If a specific person is sending the letter, their email address may be included in the letterhead. A company owner having their name on the letterhead shows that they’re in charge. However, you may want to have other senior staff with their own company letterhead. Just don’t send a letterhead with the CEO’s name and email address with it scratched out to say Human Resources. If your company can’t bother to print extra letterhead for such purposes, people will wonder where else you cut corners.

The Aesthetics of Company Letterhead

The aesthetics of company letterhead matter, though they are often overlooked. For example, letterhead printed on heavy, high quality paper shows that you’ve invested in the message itself. It is a point in favor of your firm. There is also a practical aspect to this. The heavier paper is less likely to be damaged or rendered unreadable.

Little touches on the letterhead can reinforce your brand or protect your intellectual property. For example, a watermark built into the paper makes it harder for someone to forge a letter in your name. Using touches of color in your decorative borders makes it easy to distinguish an original paper from a cheap, quick copy.
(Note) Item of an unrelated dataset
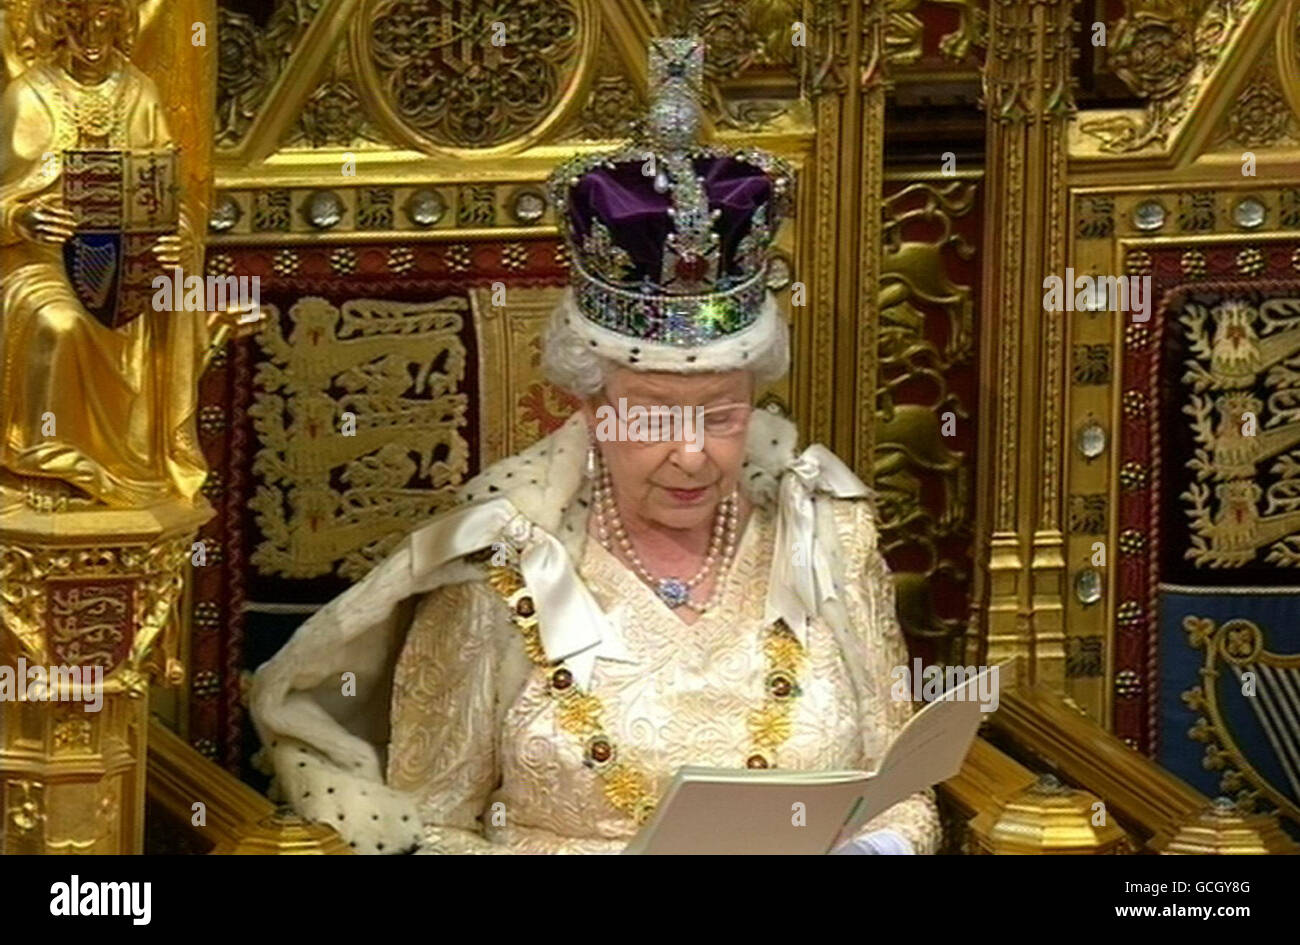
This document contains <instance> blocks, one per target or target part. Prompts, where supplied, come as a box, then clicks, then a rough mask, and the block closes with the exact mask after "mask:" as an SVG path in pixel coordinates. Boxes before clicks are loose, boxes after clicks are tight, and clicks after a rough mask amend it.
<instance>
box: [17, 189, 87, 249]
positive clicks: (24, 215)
mask: <svg viewBox="0 0 1300 945" xmlns="http://www.w3.org/2000/svg"><path fill="white" fill-rule="evenodd" d="M18 227H19V229H21V230H22V234H23V235H25V237H26V238H27V239H30V240H32V242H34V243H49V244H52V246H62V244H64V243H66V242H68V240H69V239H72V238H73V233H75V230H77V218H75V217H73V214H72V211H69V209H68V208H66V207H65V205H64V199H62V196H61V195H59V194H45V195H44V196H40V198H36V199H35V200H32V201H31V203H30V204H27V207H26V208H25V209H22V211H19V213H18Z"/></svg>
The Constant Evolution of Company Letterhead

Letterhead needs to be updated when it is no longer accurate. Nothing undermines your company letterhead more than printing a letter on it, and then scratching out the address or phone number and hand writing a new one on it. Order new letterhead when your business moves or receives a new phone number, such as when the area code changes.

If the letterhead is specific to a particular individual, creating new letterhead reflecting changes in roles or the person’s name is a necessity. It actually undermines your legitimacy to have Doctor X send a letter but the patient talked to Doctor Y. Business name changes should prompt the printing of new letterhead, too. This includes when partners join or leave a firm, when it alters the name of the business. After all, you want clients to write a check to the right business name. Conversely, sending a letter in your personal name when clients think that they were dealing with “business X” means they’re less likely to send the payment you demand. This is why the branding on the letterhead must match the brand your customers are familiar with.